Querida persona lectora: ¿Te ha tocado alguna vez vivir una situación en la que, por tu rol o por las circunstancias, tuviste que aguantar algo que te incomodaba? ¿Un momento en el que no parecía haber alternativa distinta a fingir agrado y sacar tu mejor sonrisa? Imagino que sí. Y muy probablemente no se haya tratado de un caso aislado.
Me refiero a todas esas situaciones en las que hacemos “buen viso a cattivo gioco”. Esta maravillosa expresión italiana – que podríamos traducir como “poner buena cara a un mal juego”– alude a la necesidad de mantener la calma y mostrar aceptación frente a una situación desagradable o injusta. A veces puede parecer inevitable: por ejemplo, en contextos profesionales altamente jerarquizados, en entornos familiares tensos o en interacciones puntuales con personas que no conocemos bien, con las que parece mejor dejar correr.
En esos momentos solemos activar el “modo diplomático” y nos convencemos de que no pasa nada. Quizás sea, en efecto, un mecanismo de supervivencia social. Vivimos en sociedad, y esta convivencia nos impone ciertos protocolos de comportamiento, entre ellos aguantar y ser amables, incluso cuando algo nos incomoda profundamente, para poder encajar en determinados espacios.
Sin embargo, cuando esa sonrisa forzada se convierte en una obligación constante, el precio que estamos pagando es demasiado alto. Y profundamente injusto.
No deberíamos perder de vista que, cuando una situación nos resulta incómoda o desagradable, suele ser porque algo no está bien.

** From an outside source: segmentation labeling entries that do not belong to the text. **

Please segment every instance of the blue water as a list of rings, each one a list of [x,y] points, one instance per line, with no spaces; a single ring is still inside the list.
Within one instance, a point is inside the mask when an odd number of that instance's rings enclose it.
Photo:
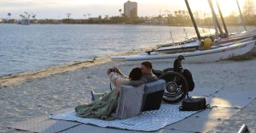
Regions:
[[[129,25],[0,25],[0,75],[183,40],[183,27]],[[195,36],[193,28],[186,28]]]

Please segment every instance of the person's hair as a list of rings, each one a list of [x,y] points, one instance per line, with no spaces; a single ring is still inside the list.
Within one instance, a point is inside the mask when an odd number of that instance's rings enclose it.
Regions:
[[[144,65],[146,68],[152,69],[152,64],[149,61],[144,61],[141,64],[142,65]]]
[[[143,72],[140,68],[133,68],[129,75],[129,79],[131,80],[138,80],[142,78]]]

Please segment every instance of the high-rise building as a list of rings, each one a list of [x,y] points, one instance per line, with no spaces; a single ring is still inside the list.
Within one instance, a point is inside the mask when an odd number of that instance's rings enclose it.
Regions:
[[[124,14],[128,18],[137,17],[137,3],[136,2],[128,1],[124,4]]]

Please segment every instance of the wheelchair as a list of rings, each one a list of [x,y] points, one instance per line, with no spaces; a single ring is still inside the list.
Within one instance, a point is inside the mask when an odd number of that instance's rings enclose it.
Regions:
[[[167,103],[177,103],[189,97],[189,91],[195,88],[192,75],[189,70],[183,69],[182,60],[184,57],[180,55],[175,59],[173,68],[163,70],[154,70],[153,73],[159,78],[166,80],[166,89],[163,101]]]

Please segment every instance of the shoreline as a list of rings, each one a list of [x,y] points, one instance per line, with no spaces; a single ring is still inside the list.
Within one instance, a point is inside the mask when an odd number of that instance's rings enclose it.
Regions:
[[[121,53],[116,54],[116,55],[111,55],[111,56],[137,54],[138,53],[142,53],[142,52],[152,49],[152,48],[153,47],[135,49],[133,51],[125,52],[125,53]],[[110,58],[110,56],[99,57],[99,58],[95,58],[92,60],[71,62],[71,63],[67,63],[65,64],[60,64],[60,65],[56,65],[54,67],[39,69],[36,69],[33,71],[21,72],[21,73],[18,73],[18,74],[10,74],[10,75],[3,75],[3,76],[1,75],[0,76],[0,89],[12,86],[20,85],[30,80],[36,80],[36,79],[50,76],[52,75],[55,75],[55,74],[61,74],[61,73],[65,73],[65,72],[68,72],[68,71],[75,71],[75,70],[79,70],[81,69],[90,68],[92,66],[103,64],[111,62],[111,61],[112,60]]]

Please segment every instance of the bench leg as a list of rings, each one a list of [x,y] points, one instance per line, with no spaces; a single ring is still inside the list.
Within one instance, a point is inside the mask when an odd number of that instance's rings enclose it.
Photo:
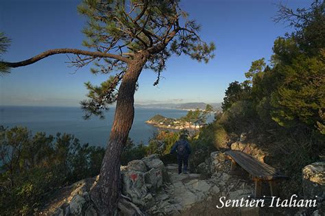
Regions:
[[[259,198],[262,195],[262,181],[255,180],[255,198]]]
[[[271,189],[271,195],[277,197],[278,195],[278,187],[276,185],[276,182],[269,181],[269,188]]]

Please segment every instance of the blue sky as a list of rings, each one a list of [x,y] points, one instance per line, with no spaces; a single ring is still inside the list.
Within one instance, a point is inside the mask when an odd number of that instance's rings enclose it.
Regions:
[[[30,58],[49,49],[79,48],[85,19],[78,14],[80,1],[0,1],[0,31],[12,38],[2,56],[8,61]],[[143,71],[136,104],[220,102],[230,82],[245,80],[252,61],[269,60],[274,40],[291,29],[275,23],[276,0],[184,0],[182,8],[202,26],[202,38],[213,41],[215,58],[208,64],[188,56],[172,56],[158,86],[154,72]],[[308,7],[311,1],[287,0],[283,4]],[[85,98],[84,82],[99,84],[106,75],[94,75],[89,67],[75,72],[65,55],[14,69],[0,77],[0,105],[78,106]]]

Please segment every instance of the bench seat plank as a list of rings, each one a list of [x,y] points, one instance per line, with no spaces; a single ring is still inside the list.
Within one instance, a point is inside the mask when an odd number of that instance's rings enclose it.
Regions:
[[[259,161],[250,154],[233,150],[226,152],[225,154],[232,158],[240,167],[247,171],[253,178],[263,180],[287,178],[287,176],[278,173],[272,167]]]

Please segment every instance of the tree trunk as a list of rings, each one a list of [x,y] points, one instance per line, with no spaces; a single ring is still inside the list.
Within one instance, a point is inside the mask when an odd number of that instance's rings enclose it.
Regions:
[[[113,125],[101,163],[99,178],[91,191],[91,197],[101,215],[114,215],[121,195],[121,154],[126,143],[134,117],[136,82],[149,53],[137,54],[128,64],[119,88]]]

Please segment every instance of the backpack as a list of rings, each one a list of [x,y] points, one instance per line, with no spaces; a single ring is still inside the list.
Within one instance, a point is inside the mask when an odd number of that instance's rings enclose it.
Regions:
[[[186,152],[186,143],[184,141],[180,141],[177,145],[177,154],[184,155]]]

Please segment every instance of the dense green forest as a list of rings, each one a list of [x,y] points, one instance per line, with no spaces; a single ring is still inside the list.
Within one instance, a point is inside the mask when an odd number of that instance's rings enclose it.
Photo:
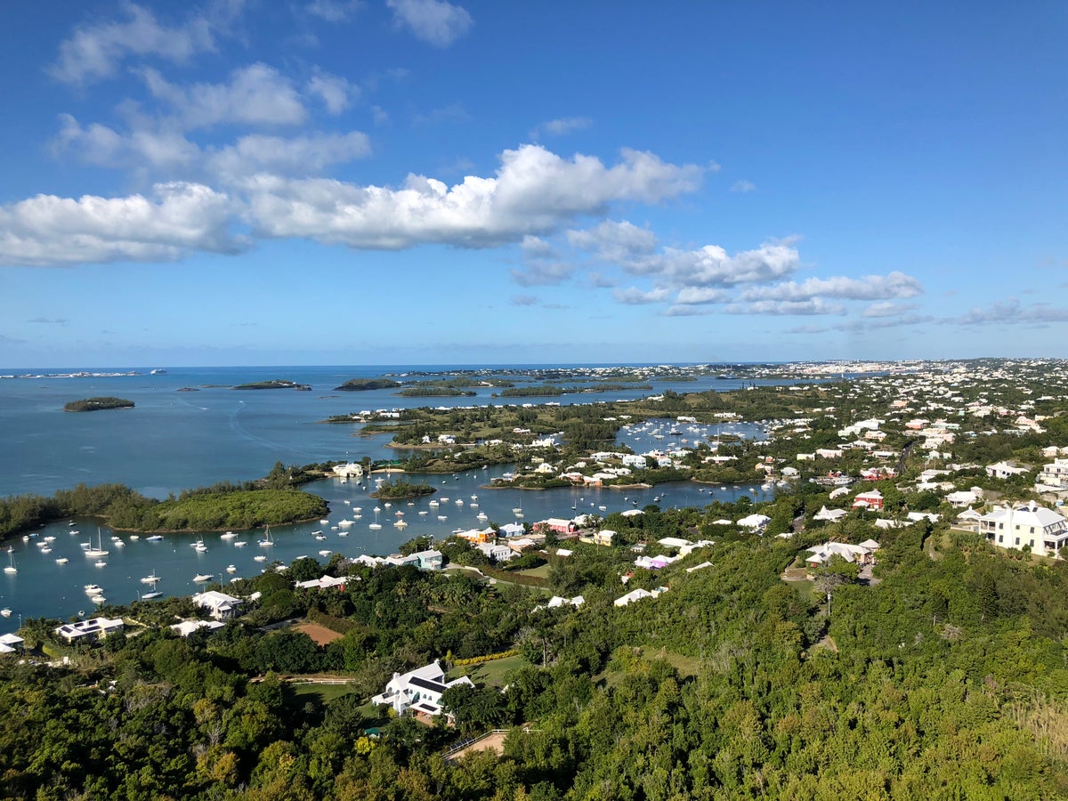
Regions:
[[[660,530],[686,519],[650,514]],[[1068,794],[1068,566],[914,525],[885,533],[877,584],[835,586],[829,621],[810,585],[780,577],[805,541],[736,539],[640,571],[632,581],[671,588],[623,608],[621,549],[553,560],[547,588],[581,591],[578,610],[534,611],[536,588],[411,567],[334,562],[351,577],[343,592],[264,576],[242,587],[258,606],[220,633],[150,629],[75,649],[70,668],[0,665],[0,774],[15,798]],[[712,564],[686,572],[700,560]],[[301,613],[342,637],[315,646],[250,625]],[[28,631],[47,640],[40,622]],[[509,648],[505,677],[446,698],[455,729],[363,703],[393,671]],[[335,671],[350,692],[326,701],[271,671]],[[500,756],[439,756],[467,732],[511,726]]]

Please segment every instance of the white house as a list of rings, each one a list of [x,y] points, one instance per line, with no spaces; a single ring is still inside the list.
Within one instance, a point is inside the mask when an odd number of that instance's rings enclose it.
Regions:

Es cierto: en ocasiones esa percepción puede ser errónea. A veces tendemos a asumir el papel de víctimas, creyendo que todo gira en nuestra contra o tomándonos cualquier gesto como algo personal.
Pero, más allá de estos casos, existen situaciones que nunca deberíamos normalizar ni tolerar: las injusticias, las criticas inmerecidas o agresivas, las cargas excesivas, los tratos que vulneran nuestra dignidad. Frente a ellas, la solución no puede ser el silencio. No podemos –ni debemos– callar la incomodidad que vivimos o el dolor que sentimos. Tenemos derecho a un espacio en el que nuestras inconformidades puedan ser expresadas.
El problema es que muchas veces aguantamos tanto que terminamos explotando. Y cuando explotamos, solemos hacerlo desde la agresividad, deslegitimando así aquello que, en el fondo, era válido. Porque lo que está mal no es la inconformidad en sí, sino que la forma y el momento en que la expresamos.
Reconocer a tiempo las situaciones que nos hacen sentir mal es un acto de respeto con nosotros mismos. Admitir, desde nuestro espacio más íntimo, que estamos poniendo buena cara a un mal juego debe de ser el primer paso a seguir. Quizás, en ese momento concreto, esa sea la mejor estrategia posible; o quizás descubramos que la situación ni siquiera nos afecta realmente. Pero si no es así, reconocer lo que está pasando es el inicio para cambiar las reglas del mal juego.
El siguiente paso es asumir que tenemos el derecho a no aguantar ese mal juego. Y el último paso – tal vez el más complejo – es asumir también la responsabilidad de expresar nuestras inconformidades de manera asertiva y no agresiva.
Querida persona lectora, te invito a intentar recorrer este camino. Reconoce el mal juego al que normalmente le pones buena cara, valida tu derecho a sentir incomodidad y asume la responsabilidad de comunicarlo de manera asertiva. Es el camino más justo para ti y para las personas que te rodean.